2024 recipient of the Gottlieb Foundation Individual Artist Support Grant

2024 recipient of a New Jersey Individual Artist Grant


BIO

Val Sivilli is an artist often using printmaking as a vehicle for expanding the image potential of a painting or a narrative series. Born in Brooklyn, raised on Long Island, Val was a long-time assistant to the artworld couple Nancy Spero and Leon Golub before moving to the Delaware Valley in Northern New Jersey which she now calls her home. She holds an MFA from Mason Gross School of the Arts at Rutgers University and a BFA from SUNY Alfred after transferring from SUNY Purchase. An art educator, she has been an Adjunct Professor of Art since 1996. Once the director of the original Steamroller Gallery, an artist collective in Frenchtown, New Jersey she is a current member of the Steamroller Group, an artist collective working with the Hunterdon Art Museum to spearhead events that serve to forge connections between artists working in a rural environment. She is also a founding member of “THAT, The Hunterdon Art Tour”, a county wide tour of Hunterdon County’s Artist Studios.
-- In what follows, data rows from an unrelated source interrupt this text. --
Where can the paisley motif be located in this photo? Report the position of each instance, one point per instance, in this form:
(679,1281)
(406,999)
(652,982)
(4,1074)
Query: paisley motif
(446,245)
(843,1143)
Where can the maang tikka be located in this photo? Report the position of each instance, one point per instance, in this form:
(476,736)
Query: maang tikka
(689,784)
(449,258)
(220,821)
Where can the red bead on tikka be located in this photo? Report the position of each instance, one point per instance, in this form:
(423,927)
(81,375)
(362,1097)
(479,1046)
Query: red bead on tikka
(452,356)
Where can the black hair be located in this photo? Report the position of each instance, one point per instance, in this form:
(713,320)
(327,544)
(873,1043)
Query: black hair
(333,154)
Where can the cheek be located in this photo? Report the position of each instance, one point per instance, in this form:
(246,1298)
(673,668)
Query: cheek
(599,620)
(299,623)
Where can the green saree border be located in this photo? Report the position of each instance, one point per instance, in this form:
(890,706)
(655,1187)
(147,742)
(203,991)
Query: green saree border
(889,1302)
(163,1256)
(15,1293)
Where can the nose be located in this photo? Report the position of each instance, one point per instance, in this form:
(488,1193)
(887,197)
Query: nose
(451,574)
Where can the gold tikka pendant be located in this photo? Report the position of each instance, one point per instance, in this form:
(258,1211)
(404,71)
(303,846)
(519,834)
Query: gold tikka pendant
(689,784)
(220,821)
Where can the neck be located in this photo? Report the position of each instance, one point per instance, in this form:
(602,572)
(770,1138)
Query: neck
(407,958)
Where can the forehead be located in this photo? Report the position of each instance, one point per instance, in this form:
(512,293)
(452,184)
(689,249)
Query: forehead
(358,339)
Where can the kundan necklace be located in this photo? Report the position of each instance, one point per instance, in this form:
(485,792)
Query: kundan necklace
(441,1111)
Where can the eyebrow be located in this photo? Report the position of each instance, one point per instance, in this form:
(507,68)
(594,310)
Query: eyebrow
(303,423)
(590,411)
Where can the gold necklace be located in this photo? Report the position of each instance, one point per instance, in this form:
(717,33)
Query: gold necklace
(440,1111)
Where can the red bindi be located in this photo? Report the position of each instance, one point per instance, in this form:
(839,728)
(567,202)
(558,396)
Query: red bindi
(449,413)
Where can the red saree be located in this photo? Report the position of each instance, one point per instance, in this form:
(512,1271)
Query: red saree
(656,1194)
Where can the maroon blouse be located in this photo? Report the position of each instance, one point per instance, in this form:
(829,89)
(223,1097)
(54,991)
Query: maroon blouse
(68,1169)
In an attempt to protect her artmaking practice from commercial influences, Val sometimes works under the moniker Civilian, a local graphic design and T-Shirt concern, to supplement her income from teaching and the occasional sale of a painting. Val tends not to stray too far from the banks of the Delaware River as it is her adopted home. You can often find her on the west coast of New Jersey playing the accordion somewhere.

ARTIST STATEMENT 2025

CURRICULUM VITAE

“I make paintings depicting tools, toys, feral beasts, and strong opinions with a nod toward expressive abstraction. Everyday objects become larger truths that serve as harbingers of an interior world beckoning provocative questions of the exterior world. By stitching the past into the present through the familiar, collective meaning transcends quotidian. I often use stencils and direct printing to facilitate repetition. It is in that repetition that familiar objects often become symbolic versions of themselves deepening their resonance, teasing out memory and calling on history to accentuate the connection between the political present through the personal past.”


WHY THIS OBSESSION WITH DIRECT PRINTING ?

Soon after the twin towers fell in 2001, I visited a small catholic chapel up on a hill in Lodi, NJ to get a good view of those 88 beams of light shining up from the ruins of the towers. The chapel was jammed with life sized replicas of the Shroud of Turin as well as a large selection of relics. Because I was raised as a Catholic, my personal history draws from that symbol system.

There was a huge amount of energy stored there. Memory is stored in revered places as well as in revered objects, bodies and bones. That visit had me thinking about the relic. It is life energy saved. Often, I incorporate this process into my paintings. Mostly because I don’t have a shower in my studio, I tend not to use my own body anymore. Through printing bones, deer carcasses, dead birds, tools, the human body, mostly mine but also animals and other people, that energy is stored in the resulting print.

Like a death mask or flowers drying between the leaves in a book or planting the placenta for a plant to grow, the presence of that object lives on through not only likeness but also intention. In the printing of each object or body, decisions are made to create narratives by varying the pressure of the hands, the quantity and viscosity of the inks and placement of the imagery.